As for the Rodgers and Hammerstein Organization's famous strictness with the R&H classics, she said, "We let people do what they think is right for a property if we trust the people, as we did with the English National Theatre revival of Carousel and the Australian The King and I, which has now been imported to Broadway. There's no point in giving a property to really talented people, who want to do something different, and then cripple them by saying they can't do it. When we're approached with bright ideas, we're quite liberal. I don't know where we got the reputation for being so mean."
She found the non-traditional casting "striking, especially the choice of Goldberg as the queen. That's special. Chris Montan, the head of Disney Music, who's been responsible for the sound in their recent animated hits, and music director Paul Bogaev have given the score a Broadway sound with a pop and soul feel. That approach in no way violates the spirit of the originals. The arrangement for Brandy's 'In My Own Little Corner' is exciting. She's a sweet, wonderful young woman with an incredible husky pop voice that's glorious."
As for the innovative idea of having Peters sing "Falling in Love with Love," Rodgers said, "That's an example of something we wouldn't have liked to do had the concept been to have the traditional ugly, nasty stepmother sing it.

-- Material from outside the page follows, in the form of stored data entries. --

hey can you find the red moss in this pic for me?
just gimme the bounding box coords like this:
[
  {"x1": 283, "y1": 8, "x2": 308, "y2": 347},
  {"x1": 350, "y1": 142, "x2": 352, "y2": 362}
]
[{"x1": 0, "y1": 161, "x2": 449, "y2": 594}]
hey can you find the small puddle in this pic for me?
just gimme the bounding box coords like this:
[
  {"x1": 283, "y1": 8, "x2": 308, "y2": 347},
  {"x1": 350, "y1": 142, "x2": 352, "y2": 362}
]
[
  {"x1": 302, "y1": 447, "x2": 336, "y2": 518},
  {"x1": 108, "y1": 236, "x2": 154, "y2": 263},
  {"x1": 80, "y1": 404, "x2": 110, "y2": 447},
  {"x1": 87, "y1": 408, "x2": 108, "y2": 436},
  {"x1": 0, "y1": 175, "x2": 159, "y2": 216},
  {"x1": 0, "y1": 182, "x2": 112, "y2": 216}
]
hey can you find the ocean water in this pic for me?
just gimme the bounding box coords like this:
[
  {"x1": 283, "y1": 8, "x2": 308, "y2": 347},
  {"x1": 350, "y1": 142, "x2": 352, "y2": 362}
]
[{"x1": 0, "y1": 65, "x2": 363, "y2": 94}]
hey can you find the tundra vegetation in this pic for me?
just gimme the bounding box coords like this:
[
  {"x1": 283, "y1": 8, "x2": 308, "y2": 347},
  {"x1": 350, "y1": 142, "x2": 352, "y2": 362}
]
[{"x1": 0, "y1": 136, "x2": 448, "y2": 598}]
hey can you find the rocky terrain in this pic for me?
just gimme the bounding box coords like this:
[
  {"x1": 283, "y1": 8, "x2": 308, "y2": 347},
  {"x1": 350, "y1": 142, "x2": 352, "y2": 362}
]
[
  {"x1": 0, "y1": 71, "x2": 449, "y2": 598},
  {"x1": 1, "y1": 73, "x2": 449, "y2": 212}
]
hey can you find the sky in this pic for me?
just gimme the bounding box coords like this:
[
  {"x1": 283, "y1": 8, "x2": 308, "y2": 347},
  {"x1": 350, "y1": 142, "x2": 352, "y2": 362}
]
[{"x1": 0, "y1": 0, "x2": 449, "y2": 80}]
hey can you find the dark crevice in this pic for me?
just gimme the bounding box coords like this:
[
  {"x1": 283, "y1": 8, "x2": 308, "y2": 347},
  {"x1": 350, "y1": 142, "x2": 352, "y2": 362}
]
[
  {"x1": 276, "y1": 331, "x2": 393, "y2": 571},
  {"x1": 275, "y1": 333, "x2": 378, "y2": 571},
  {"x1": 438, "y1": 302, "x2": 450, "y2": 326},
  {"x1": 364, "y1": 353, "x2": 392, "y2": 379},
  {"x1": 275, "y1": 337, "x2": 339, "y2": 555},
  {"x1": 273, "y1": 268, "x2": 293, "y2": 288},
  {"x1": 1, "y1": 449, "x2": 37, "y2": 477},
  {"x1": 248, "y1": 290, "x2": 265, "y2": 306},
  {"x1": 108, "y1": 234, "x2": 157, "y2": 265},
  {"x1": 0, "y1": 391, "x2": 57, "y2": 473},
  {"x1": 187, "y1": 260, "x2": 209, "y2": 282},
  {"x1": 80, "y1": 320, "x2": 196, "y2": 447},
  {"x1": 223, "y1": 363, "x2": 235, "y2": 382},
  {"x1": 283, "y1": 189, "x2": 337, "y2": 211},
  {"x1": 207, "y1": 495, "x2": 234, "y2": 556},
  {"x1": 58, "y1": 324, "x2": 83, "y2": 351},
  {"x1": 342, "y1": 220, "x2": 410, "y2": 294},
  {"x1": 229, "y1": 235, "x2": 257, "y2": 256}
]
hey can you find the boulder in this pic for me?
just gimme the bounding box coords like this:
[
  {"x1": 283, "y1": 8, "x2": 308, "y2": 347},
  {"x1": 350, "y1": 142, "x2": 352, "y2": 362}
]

But there's something wonderful wry about Bernadette performing it. We knew she'd be brilliant and she doesn't disappoint."
Cinderella is the only musical R&H wrote exclusively for television. This is the third, and most elaborate, remake. The first two starred Julie Andrews (1957) and Lesley Ann Warren, respectively. The New York City Opera presented a new stage adaptation in November, 1993 starring Crista Moore as Cinderella (book adapted by Steve Allen and adapted for the stage and directed by Robert Johanson). The musical was presented again in 1995.
Will this new adaptation become the definitive version to license? "One is for TV and the other is for stage, but I can't image this one not being immensely successful."
In the case of the 1997 TV version, Robert Friedman has been allowed to liberally rewrite the book by Hammerstein and later Howard Lindsay and Russell Crouse (frequent R&H collaborators). Rodgers found the new book "witty, in fact the whole thing is funnier."
On the set of Cinderella, after watching the scene where the prince and steward bring the lost slipper to Cinderella, Hammerstein said, "My father and Dick (Rodgers) would jump for joy over the incredible talents in this new adaptation and how it's been approached. The non-traditional casting, which is totally unselfconscious, would have made Dad shrug his shoulders and say, 'Why did it take so long?' After all, you're talking about the man who wrote the lyrics for '(You've Got To Be) Carefully Taught' (from South Pacific)."